Erin Russell, RN, BSN, OCN, earned a bachelor’s of science (BS) degree in Environmental Biology in 1995. After working in several different jobs, including serving in the Peace Corps, she realized she desired a career that offered both flexibility and the opportunity to directly impact people’s lives. Nursing seemed like the ideal choice, so she entered an accelerated bachelor’s of science (BSN) program at the University of Baltimore in Baltimore, MD.
“I, personally, didn’t want to be in school part-time chipping away at a degree,” Russell explains. “I basically put my life on hold, lived off of loans, earned my BSN, and was off to work all in under a year and a half.”

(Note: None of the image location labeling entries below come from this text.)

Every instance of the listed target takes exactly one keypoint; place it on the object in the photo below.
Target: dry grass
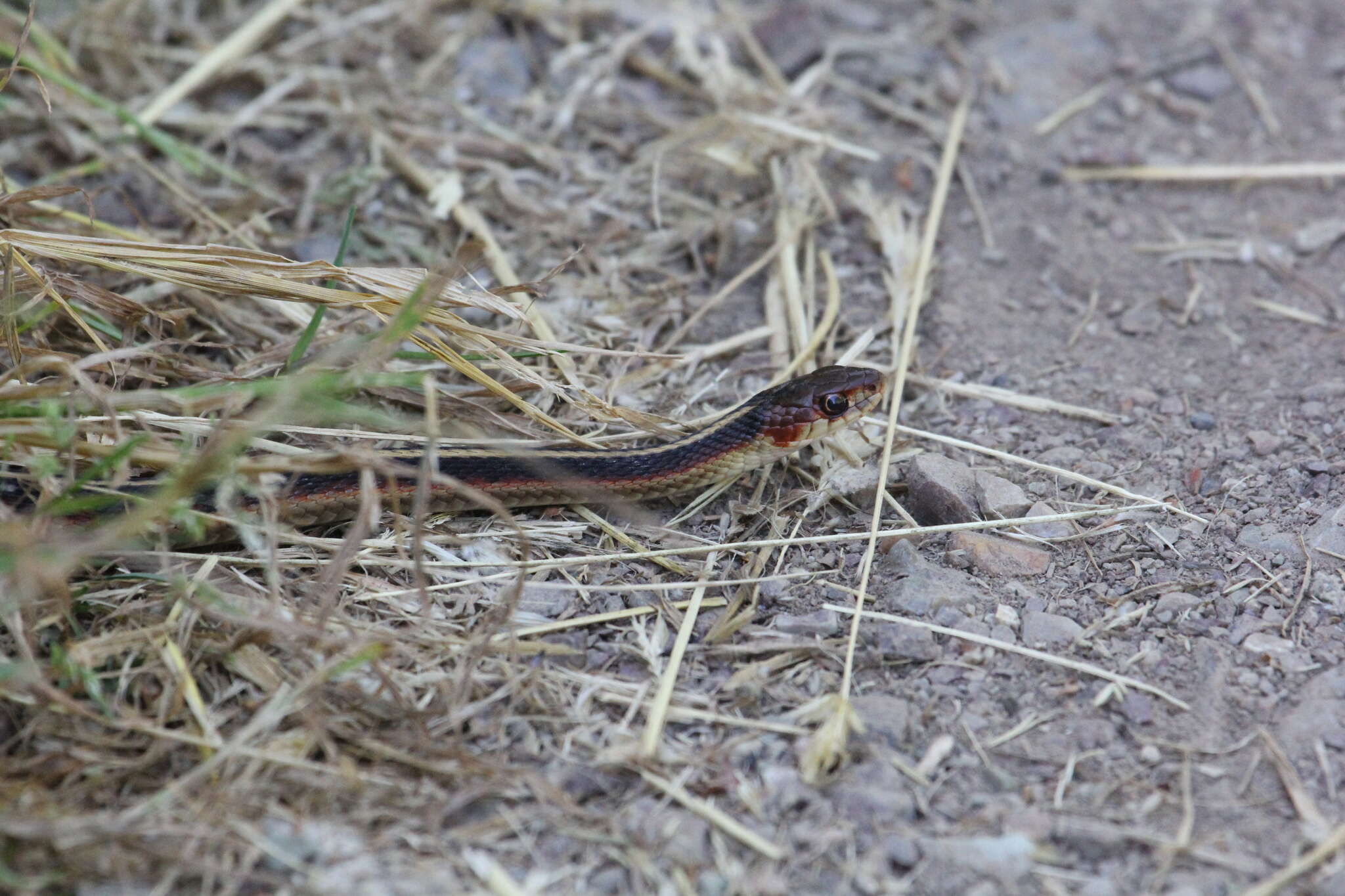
(320, 710)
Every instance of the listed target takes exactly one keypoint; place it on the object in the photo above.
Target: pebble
(1048, 629)
(996, 555)
(817, 625)
(885, 717)
(1282, 652)
(1173, 603)
(1137, 708)
(1264, 442)
(902, 852)
(1063, 456)
(1246, 625)
(873, 794)
(1204, 81)
(493, 66)
(1324, 390)
(1057, 530)
(940, 490)
(1269, 542)
(1138, 398)
(1313, 410)
(1141, 320)
(1006, 616)
(906, 582)
(793, 35)
(1320, 234)
(896, 641)
(1172, 405)
(1328, 534)
(1006, 857)
(546, 602)
(1000, 499)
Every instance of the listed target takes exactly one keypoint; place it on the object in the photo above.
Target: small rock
(1324, 390)
(1000, 499)
(546, 602)
(885, 717)
(1138, 398)
(670, 830)
(319, 247)
(494, 66)
(1269, 542)
(1320, 234)
(1204, 81)
(1172, 405)
(857, 482)
(1141, 320)
(998, 557)
(940, 490)
(817, 625)
(873, 794)
(896, 641)
(1063, 456)
(1137, 708)
(904, 581)
(902, 852)
(1264, 442)
(1282, 652)
(1246, 625)
(609, 879)
(1059, 530)
(1048, 629)
(1328, 534)
(1173, 603)
(1006, 857)
(793, 35)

Accelerated BSN programs are becoming more popular due, in part, to an effort to alleviate the nursing shortage by increasing the pipeline of registered nurses. Accelerated BSN programs offer a relatively fast transition to nursing as a second career for non-nursing graduates. Because credit is given for previously completed relevant coursework, and because the workload is intensive, accelerated BSN programs can typically be completed in anywhere from 12 to 18 months. However, these programs are demanding and serious commitment is required.

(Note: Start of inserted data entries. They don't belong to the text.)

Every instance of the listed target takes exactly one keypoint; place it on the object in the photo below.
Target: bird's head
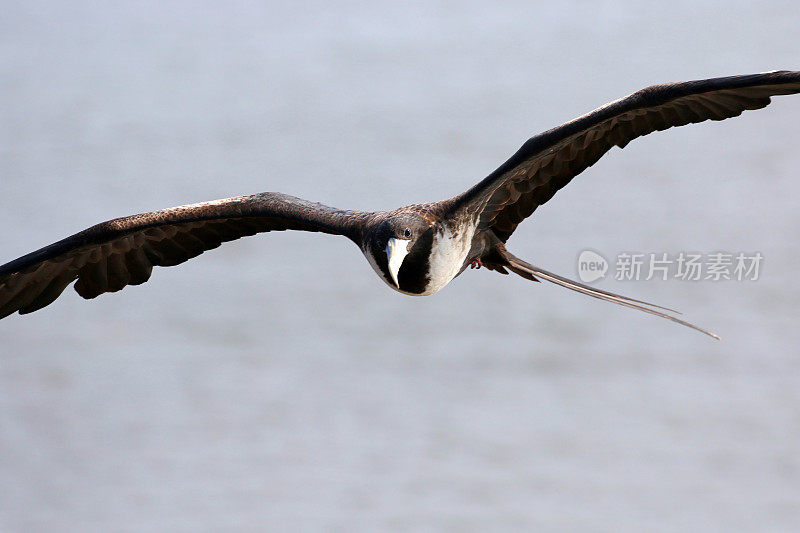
(400, 249)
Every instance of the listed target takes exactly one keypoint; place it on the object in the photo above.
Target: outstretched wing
(123, 251)
(548, 161)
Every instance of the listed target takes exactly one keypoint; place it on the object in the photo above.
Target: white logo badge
(591, 266)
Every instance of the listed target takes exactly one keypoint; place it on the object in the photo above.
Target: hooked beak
(396, 251)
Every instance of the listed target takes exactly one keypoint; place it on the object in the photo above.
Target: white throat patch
(449, 250)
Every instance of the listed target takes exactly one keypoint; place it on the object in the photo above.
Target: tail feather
(528, 271)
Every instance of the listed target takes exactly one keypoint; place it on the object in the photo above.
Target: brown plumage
(439, 240)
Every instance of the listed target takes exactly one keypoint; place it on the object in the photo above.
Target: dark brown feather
(109, 256)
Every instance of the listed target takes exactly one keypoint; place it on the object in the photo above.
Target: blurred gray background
(276, 384)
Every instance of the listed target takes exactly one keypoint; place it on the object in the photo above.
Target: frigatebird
(416, 249)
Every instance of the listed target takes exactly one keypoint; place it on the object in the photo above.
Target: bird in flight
(416, 249)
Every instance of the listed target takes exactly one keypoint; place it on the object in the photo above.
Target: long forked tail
(528, 271)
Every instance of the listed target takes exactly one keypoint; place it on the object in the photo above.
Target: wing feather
(548, 161)
(121, 252)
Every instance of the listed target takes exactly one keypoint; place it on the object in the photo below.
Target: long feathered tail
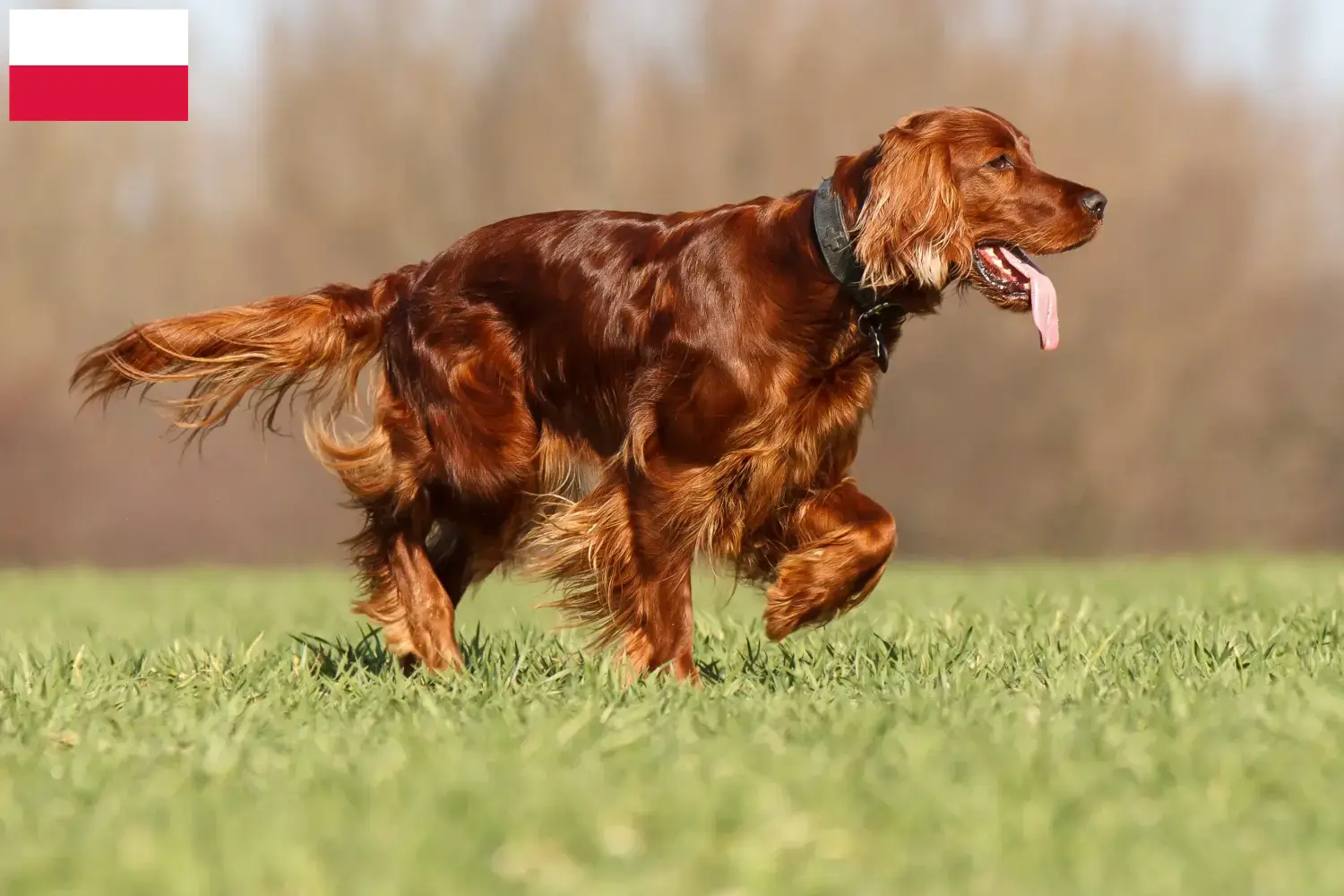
(311, 346)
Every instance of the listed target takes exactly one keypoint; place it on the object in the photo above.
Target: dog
(599, 398)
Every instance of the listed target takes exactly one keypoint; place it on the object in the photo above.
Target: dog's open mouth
(1010, 279)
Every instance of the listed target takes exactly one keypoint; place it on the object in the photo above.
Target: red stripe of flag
(97, 93)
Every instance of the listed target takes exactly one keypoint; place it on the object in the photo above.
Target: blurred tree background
(1195, 405)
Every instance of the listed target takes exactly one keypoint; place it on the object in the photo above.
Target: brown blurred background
(1195, 403)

“Don’t do it unless you are ready for some seriously hard work,” Russell advises. “It can be very stressful and a lot is thrown at you at once.”
Accelerated MSN programs, also referred to as a direct entry MSN programs, offer another option for the student with a non-nursing BS to become a nurse. Like the accelerated BSN program, accelerated MSN programs give credit for previous applicable coursework and offer a fast-paced route to graduation. Although the lengths of the programs vary, they usually take three years to complete. The first year is normally devoted to the BSN portion of the program, while the second and third years are focused on the MSN portion of the program. It may be possible to complete the requirements for the BSN degree and sit for the registered nurse licensure exam before finishing the MSN portion of the program.

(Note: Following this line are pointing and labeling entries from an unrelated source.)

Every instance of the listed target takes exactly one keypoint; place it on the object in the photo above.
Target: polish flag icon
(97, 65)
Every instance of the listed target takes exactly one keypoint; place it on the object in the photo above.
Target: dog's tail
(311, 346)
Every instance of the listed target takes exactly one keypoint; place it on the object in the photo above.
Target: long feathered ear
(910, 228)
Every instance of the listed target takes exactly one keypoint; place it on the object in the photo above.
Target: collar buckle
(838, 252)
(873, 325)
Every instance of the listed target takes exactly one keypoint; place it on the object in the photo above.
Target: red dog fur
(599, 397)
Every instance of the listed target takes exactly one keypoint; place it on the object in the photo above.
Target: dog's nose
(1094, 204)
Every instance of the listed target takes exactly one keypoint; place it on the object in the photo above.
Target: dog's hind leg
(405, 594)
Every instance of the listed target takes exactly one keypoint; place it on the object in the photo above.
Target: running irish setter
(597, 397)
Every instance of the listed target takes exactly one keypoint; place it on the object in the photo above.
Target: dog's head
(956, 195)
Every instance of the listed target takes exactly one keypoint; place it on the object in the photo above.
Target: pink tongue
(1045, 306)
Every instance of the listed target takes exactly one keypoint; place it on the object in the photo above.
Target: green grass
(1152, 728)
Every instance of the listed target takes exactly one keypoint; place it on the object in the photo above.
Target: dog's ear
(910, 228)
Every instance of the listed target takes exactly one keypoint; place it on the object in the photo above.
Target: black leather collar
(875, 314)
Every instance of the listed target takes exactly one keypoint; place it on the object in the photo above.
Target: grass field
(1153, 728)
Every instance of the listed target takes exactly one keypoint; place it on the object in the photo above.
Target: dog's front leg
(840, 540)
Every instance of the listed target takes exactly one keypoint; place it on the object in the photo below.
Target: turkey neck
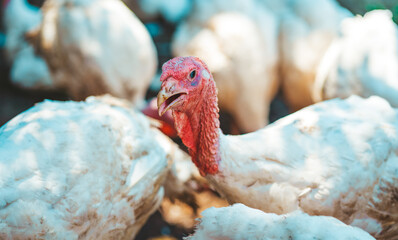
(199, 130)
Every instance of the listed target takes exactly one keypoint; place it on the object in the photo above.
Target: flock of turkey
(100, 164)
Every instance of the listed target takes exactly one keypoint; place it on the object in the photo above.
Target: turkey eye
(192, 74)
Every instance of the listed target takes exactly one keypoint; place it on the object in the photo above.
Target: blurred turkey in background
(268, 57)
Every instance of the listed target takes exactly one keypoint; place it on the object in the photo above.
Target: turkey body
(95, 47)
(27, 69)
(238, 40)
(305, 35)
(241, 222)
(336, 158)
(79, 170)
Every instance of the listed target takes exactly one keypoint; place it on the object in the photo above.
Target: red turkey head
(184, 80)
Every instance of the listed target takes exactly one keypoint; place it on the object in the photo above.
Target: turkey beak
(167, 99)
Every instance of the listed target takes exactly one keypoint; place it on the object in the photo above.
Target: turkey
(238, 39)
(306, 30)
(94, 47)
(363, 60)
(241, 222)
(82, 170)
(172, 11)
(335, 158)
(27, 69)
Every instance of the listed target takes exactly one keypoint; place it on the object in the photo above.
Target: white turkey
(241, 222)
(362, 60)
(238, 39)
(94, 47)
(81, 170)
(306, 30)
(27, 69)
(336, 158)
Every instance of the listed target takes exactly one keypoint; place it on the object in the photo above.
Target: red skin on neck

Due to the intensity of the programs, courses are often offered back-to-back without breaks. The rigorous schedule may preclude outside employment during your schooling, but scholarships may be available to help alleviate costs. The Robert Wood Johnson Foundation (RWJF) New Careers in Nursing Scholarship Program (NCIN) recently announced their intention to award $10,000 to 400 students entering accelerated programs who are traditionally underrepresented in the profession.
According to the American Association of Colleges of Nursing (AACN), there are currently 230 accelerated BSN programs and 65 accelerated MSN programs available in the United States today. Admission requirements, course pre-requisites and program design vary from school to school.